Title I is the largest elementary and secondary education program vehicle used for broad-based school reform. The purpose of Title I funding, “is to ensure that all children have a fair, equal, and significant opportunity to obtain a high quality education and reach, at minimum, proficiency on challenging state academic achievement standards and state academic assessments.” A Title I school is a school receiving federal funds for students. The basic principle of Title I is that schools with certain concentrations of low-income students will receive supplemental funds to assist in meeting student's educational goals. Low-income students are determined by the number of students enrolled in the free and reduced lunch program. For an entire school to qualify for Title I funds, a certain percentage of students must be enrolled in the free and reduced lunch program.
How does it help the school?
The funds are used to improve curriculum and program, instructional activities, counseling, parental involvement, increase staff, etc. The funding has one goal and that is to assist schools in meeting the educational goals of students in need. Brandywine School District operates a Schoolwide Title I Program which allows for greater flexibility for serving all students in need of extra academic support. Schools implementing schoolwide programs must conduct needs assessments and develop comprehensive plans to meet the needs of various constituencies in the school. All planning and implementation must be done with the goal of making substantial yearly progress toward getting all students to meet high state standards.

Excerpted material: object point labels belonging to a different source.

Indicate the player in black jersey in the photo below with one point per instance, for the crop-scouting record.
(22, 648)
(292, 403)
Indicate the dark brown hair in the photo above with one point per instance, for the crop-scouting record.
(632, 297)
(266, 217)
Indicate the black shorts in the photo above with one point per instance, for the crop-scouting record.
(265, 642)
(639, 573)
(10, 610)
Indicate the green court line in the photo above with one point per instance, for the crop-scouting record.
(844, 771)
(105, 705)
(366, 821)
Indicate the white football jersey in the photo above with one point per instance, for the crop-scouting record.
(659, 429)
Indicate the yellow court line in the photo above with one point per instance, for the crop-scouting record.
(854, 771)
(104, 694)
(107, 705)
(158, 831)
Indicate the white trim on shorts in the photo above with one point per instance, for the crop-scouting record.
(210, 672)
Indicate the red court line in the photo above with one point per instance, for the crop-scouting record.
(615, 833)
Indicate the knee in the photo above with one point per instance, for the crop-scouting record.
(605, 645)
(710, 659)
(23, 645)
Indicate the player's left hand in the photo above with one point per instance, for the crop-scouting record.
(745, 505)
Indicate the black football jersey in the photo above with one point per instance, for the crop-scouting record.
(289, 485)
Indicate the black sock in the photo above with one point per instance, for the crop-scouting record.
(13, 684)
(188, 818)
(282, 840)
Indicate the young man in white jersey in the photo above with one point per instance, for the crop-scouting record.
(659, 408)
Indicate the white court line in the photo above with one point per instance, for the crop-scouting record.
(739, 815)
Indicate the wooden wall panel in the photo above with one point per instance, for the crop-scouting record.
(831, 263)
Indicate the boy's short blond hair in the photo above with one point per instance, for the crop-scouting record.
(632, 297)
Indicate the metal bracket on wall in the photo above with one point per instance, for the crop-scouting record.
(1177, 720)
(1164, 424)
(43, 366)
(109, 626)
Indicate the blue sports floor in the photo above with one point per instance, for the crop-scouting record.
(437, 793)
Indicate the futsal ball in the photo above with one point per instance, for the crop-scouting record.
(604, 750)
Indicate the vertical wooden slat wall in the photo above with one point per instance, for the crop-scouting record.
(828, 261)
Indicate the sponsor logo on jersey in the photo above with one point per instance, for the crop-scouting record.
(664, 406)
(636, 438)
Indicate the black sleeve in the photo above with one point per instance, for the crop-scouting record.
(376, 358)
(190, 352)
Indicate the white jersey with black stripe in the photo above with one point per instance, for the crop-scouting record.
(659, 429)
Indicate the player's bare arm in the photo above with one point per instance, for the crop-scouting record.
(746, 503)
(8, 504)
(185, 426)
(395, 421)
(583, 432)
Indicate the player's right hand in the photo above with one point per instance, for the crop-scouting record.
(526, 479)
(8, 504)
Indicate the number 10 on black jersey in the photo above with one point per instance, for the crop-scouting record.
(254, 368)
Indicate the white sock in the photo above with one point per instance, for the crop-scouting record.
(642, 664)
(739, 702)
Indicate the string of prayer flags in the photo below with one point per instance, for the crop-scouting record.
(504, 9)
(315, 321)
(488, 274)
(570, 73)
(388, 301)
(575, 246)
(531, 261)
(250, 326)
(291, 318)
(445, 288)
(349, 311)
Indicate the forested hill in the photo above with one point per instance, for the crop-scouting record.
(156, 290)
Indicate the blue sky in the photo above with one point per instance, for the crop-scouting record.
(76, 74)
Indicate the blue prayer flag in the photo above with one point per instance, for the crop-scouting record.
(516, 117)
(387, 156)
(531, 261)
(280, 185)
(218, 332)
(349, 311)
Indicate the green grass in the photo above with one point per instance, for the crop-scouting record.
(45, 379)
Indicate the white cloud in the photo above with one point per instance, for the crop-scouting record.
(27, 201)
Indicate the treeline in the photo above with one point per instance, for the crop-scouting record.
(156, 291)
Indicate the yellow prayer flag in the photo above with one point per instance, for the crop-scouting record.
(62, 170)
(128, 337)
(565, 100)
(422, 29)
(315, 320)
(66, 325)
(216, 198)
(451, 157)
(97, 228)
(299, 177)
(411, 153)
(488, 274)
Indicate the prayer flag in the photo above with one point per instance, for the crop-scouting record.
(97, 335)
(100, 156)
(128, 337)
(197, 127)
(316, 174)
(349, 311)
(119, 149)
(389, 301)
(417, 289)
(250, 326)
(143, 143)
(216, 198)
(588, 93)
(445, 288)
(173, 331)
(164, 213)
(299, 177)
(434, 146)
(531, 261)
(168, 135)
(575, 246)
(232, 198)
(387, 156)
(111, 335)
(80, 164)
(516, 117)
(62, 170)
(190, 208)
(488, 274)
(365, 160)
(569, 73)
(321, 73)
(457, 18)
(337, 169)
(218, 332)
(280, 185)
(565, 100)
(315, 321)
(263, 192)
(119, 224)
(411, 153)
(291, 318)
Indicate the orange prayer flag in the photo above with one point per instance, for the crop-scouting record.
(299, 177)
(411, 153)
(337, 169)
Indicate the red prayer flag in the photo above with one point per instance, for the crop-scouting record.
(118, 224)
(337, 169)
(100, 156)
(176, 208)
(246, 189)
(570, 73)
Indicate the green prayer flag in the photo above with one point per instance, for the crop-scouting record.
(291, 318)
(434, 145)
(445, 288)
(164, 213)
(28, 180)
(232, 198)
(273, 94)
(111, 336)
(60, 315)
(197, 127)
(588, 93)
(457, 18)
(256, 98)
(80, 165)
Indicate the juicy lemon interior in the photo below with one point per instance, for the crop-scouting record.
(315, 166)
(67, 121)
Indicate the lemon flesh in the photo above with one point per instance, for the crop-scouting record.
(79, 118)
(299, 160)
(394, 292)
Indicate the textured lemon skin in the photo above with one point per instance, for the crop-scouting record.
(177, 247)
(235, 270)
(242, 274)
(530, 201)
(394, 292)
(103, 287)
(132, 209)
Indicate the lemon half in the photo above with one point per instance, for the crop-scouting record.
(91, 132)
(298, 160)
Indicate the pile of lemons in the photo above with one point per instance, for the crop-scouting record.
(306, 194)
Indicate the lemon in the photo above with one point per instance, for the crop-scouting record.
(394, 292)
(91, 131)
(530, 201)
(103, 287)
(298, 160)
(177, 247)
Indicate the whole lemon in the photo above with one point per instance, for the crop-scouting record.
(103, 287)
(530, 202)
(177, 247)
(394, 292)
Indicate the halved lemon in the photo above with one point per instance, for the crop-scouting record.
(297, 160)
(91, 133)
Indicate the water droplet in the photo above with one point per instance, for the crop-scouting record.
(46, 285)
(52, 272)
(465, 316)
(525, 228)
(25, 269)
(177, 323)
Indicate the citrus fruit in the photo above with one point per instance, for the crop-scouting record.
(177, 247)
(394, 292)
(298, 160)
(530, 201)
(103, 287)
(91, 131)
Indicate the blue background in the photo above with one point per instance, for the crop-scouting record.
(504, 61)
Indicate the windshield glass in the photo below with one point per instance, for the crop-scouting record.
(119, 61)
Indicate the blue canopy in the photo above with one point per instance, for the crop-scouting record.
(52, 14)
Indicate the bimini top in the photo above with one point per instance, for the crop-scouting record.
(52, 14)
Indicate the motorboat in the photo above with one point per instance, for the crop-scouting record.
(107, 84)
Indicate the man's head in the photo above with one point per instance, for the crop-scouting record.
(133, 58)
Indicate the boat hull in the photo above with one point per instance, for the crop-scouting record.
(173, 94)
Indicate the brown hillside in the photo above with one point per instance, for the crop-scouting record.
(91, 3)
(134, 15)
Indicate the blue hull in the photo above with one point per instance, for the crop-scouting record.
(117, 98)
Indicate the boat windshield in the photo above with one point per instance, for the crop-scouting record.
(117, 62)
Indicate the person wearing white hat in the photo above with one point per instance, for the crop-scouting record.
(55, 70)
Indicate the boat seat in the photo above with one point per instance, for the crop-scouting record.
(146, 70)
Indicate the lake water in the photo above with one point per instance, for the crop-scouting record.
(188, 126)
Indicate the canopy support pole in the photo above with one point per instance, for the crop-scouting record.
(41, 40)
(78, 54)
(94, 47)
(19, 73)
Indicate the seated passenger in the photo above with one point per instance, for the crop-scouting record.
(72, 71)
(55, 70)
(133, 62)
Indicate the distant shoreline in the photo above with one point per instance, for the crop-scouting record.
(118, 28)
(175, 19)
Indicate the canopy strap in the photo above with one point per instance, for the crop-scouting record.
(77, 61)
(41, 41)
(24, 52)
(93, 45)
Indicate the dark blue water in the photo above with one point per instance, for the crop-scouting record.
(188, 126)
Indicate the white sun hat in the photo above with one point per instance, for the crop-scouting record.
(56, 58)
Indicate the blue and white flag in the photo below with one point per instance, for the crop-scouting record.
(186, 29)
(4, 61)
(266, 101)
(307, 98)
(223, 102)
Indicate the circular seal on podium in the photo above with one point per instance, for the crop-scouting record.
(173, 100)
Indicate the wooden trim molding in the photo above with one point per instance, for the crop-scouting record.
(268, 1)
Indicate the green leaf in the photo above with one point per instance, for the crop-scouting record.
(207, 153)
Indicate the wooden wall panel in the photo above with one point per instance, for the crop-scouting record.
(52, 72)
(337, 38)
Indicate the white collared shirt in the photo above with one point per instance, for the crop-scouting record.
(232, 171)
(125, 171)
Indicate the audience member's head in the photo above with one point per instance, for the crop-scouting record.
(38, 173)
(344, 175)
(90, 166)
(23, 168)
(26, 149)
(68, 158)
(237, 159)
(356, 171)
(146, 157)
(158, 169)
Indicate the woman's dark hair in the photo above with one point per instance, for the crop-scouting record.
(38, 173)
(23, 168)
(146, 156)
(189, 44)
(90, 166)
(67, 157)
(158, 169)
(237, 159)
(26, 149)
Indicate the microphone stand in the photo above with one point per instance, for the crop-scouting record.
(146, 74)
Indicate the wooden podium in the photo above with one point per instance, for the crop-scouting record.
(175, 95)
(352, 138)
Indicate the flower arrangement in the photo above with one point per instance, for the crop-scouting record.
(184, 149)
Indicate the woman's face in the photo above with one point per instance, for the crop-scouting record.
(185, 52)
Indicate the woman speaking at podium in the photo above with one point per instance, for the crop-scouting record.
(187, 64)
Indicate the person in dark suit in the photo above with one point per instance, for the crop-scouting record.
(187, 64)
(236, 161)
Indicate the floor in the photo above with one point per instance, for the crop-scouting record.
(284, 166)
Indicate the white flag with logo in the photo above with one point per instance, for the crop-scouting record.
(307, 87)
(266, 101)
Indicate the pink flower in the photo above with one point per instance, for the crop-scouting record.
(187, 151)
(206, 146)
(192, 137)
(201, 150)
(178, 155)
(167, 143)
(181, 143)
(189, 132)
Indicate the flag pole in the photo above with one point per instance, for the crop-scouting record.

How does it help parents be involved?
Under Title I, schools are required to provide assistance to parents to help them understand the National Education Goals and the standards and assessments which will be used to determine children's progress. Schools are also required to help parents understand the Title I law and how to help their children. Each school district (except the smallest ones) is required to spend at least 1% of its Title I funds on training/education program for parents. Parents must be involved in decisions about how that money is to be spent. In fact, parents must jointly develop and approve the district and school's parent involvement policies which should spell out how this money is spent.